The pedestrian individual segmentation method based on the combination of the coarse granularity and the fine granularity of the full convolution neural network provided by the invention respectively trains the coarse granularity segmentation model and the fine granularity model by adopting the deep learning technology, and partial background is shielded by using the result of the coarse granularity segmentation model, so that the accuracy of human shape segmentation can be improved, and the pedestrian individual segmentation method is particularly suitable for the condition that other pedestrians are contained in the background. According to the technical scheme, the results of the coarse-and-fine-granularity segmentation model need to be combined at the same time, wherein the results of the coarse-and-fine-granularity segmentation model are used for removing background blocks in the image and are used as the input of the fine-granularity segmentation model, so that the difficulty of fine-granularity segmentation can be greatly reduced, and the segmentation effect is improved; the coarse and fine granularity segmentation models are all full convolution neural networks and only comprise convolution layers and full convolution layer structures, and the coarse and fine granularity segmentation models have the advantages of simple structure and few parameters, so that the operation speed is high; the coarse-grained division network only comprises one deconvolution layer and can predict the blocking division result, and the fine-grained division network is of a front-back symmetrical funnel-shaped structure and can predict the fine division result; the supervision information of the proposed coarse-grained segmentation model is a segmentation label for blocking processing, the background in the image, especially other pedestrians in the background can be effectively shielded through training, and finally, only the region containing one pedestrian is reserved

Drawings

FIG. 1 is a schematic diagram of training data and labeling methods according to the present invention;

FIG. 2 is a flow chart illustrating a pedestrian individual segmentation method according to an embodiment of the present invention;

FIG. 3 is a schematic diagram of a coarse-grained segmentation model according to an embodiment of the present invention;

fig. 4 is a schematic structural diagram of a fine-grained segmentation model in an embodiment of the present invention.

Detailed Description

The technical solution of the present invention is further described in detail by the accompanying drawings and examples.

An embodiment of the invention provides a pedestrian individual segmentation method. The method comprises the following steps:

and outputting an individual pedestrian segmentation result by the pre-trained fine-grained human-shaped contour segmentation model.

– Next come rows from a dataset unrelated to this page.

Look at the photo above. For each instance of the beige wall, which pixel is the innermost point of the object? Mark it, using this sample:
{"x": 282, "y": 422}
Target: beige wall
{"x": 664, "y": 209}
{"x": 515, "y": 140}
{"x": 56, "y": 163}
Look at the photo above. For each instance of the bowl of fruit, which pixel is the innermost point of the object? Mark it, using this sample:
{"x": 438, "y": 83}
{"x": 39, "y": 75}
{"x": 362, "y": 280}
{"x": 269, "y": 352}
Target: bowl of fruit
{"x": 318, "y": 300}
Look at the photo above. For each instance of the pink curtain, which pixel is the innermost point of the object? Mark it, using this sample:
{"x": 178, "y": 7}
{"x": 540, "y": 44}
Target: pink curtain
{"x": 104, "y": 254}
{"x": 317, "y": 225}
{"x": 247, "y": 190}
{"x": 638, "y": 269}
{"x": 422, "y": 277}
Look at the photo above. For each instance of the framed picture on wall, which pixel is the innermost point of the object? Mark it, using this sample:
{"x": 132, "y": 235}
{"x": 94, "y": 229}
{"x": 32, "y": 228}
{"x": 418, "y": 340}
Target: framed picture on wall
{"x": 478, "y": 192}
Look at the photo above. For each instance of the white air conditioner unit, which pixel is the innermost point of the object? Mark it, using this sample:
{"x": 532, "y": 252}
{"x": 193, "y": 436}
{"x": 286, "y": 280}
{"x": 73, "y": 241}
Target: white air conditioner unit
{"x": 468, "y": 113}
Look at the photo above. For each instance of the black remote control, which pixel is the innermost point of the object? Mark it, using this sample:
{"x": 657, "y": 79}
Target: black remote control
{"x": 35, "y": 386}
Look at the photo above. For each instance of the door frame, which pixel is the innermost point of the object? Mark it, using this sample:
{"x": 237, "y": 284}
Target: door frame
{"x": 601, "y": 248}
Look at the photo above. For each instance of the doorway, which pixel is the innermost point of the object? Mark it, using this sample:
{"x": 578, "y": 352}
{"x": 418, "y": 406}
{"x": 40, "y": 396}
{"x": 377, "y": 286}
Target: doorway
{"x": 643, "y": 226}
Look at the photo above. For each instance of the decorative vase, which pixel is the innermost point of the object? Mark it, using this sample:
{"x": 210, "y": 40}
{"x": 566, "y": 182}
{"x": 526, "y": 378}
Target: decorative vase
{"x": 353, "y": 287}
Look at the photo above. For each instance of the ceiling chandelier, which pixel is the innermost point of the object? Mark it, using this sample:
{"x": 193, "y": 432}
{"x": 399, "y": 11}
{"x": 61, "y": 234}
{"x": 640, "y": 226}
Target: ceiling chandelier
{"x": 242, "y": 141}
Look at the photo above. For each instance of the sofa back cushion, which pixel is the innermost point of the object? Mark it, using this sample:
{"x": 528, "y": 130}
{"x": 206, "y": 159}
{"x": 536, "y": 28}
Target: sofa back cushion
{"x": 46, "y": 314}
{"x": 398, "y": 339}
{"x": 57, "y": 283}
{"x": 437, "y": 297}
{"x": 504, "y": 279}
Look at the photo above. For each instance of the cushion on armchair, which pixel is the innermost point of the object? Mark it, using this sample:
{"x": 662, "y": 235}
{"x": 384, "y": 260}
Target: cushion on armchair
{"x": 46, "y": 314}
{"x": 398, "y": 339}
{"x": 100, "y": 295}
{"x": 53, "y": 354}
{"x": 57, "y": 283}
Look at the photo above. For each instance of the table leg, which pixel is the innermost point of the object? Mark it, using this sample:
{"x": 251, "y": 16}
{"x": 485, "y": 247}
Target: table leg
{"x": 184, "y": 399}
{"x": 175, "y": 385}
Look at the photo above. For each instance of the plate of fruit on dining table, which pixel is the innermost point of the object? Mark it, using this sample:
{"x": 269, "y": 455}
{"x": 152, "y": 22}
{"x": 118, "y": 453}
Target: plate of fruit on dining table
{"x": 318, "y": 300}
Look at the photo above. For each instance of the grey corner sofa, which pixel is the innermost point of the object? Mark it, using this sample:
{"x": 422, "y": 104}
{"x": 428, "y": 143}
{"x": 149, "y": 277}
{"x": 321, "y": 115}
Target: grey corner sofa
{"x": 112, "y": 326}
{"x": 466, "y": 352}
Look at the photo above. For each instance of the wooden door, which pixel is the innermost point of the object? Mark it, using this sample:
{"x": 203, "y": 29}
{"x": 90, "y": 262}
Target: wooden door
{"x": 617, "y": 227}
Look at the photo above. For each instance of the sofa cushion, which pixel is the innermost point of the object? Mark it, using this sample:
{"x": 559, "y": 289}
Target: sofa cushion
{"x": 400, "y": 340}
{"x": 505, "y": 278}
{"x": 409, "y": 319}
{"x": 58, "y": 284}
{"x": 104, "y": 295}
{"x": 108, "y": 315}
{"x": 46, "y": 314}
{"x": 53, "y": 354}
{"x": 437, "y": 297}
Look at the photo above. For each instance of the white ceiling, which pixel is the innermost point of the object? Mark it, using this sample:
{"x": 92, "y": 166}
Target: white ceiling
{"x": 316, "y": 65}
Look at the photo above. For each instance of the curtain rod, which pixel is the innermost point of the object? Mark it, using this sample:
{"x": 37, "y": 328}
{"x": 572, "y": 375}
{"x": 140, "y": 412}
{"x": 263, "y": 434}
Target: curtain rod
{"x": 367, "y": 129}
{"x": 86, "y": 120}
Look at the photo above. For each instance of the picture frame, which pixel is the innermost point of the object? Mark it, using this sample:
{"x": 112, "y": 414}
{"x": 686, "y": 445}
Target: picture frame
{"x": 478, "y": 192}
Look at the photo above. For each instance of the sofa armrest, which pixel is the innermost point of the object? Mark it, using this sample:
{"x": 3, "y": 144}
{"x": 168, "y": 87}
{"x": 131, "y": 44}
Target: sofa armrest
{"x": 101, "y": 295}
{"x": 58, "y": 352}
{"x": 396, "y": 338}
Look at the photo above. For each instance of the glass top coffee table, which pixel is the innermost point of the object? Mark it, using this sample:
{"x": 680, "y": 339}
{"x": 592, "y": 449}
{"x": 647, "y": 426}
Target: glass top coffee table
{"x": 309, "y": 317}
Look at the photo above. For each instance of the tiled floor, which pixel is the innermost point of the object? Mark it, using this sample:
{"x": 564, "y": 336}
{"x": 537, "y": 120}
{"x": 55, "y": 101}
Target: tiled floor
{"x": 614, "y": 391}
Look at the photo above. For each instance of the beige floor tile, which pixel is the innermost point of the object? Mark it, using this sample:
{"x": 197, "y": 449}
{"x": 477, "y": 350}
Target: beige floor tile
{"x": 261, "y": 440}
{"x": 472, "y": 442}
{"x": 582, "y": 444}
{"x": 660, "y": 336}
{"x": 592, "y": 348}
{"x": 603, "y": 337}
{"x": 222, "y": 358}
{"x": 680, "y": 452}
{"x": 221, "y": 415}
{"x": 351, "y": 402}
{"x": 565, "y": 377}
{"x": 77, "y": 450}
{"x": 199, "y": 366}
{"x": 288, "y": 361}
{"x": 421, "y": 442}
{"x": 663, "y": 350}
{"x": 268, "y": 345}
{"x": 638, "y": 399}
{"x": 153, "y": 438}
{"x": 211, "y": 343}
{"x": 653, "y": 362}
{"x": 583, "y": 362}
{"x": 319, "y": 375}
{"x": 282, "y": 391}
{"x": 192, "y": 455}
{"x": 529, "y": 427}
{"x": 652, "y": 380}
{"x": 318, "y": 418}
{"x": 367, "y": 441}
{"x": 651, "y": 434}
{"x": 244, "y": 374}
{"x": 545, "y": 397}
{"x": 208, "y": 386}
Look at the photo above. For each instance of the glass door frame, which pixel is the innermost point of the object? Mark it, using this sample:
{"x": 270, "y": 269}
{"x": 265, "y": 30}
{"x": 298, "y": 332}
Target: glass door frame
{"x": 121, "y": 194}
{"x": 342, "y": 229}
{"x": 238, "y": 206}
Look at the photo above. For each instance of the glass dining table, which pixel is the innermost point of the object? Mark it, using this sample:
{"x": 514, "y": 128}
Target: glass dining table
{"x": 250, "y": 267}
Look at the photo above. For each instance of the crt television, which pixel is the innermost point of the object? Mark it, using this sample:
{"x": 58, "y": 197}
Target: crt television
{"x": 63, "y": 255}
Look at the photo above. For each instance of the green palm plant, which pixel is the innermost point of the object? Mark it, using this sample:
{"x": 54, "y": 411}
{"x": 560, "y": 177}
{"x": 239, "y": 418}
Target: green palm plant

In an embodiment, the blocking segmentation result is to divide the image to be processed into a plurality of blocks with the same size, and each block is marked as a background block or a foreground block, an image corresponding to the background block does not include an image of a pedestrian subject, and an image corresponding to the foreground block includes a partial image of the pedestrian subject, as shown in fig. 1, d is a block segmentation result, and e is a blocking segmentation image, that is, a blocking segmentation image corresponding to the blocking segmentation result.

In an embodiment, the coarse-grained human-shaped contour segmentation model and the fine-grained human-shaped contour segmentation model are all full convolution neural networks, that is, both the coarse-grained human-shaped contour segmentation model and the fine-grained human-shaped contour segmentation model only comprise convolution layers and full convolution layers, and have the advantages of simple structure and few parameters, so that the operation speed is high.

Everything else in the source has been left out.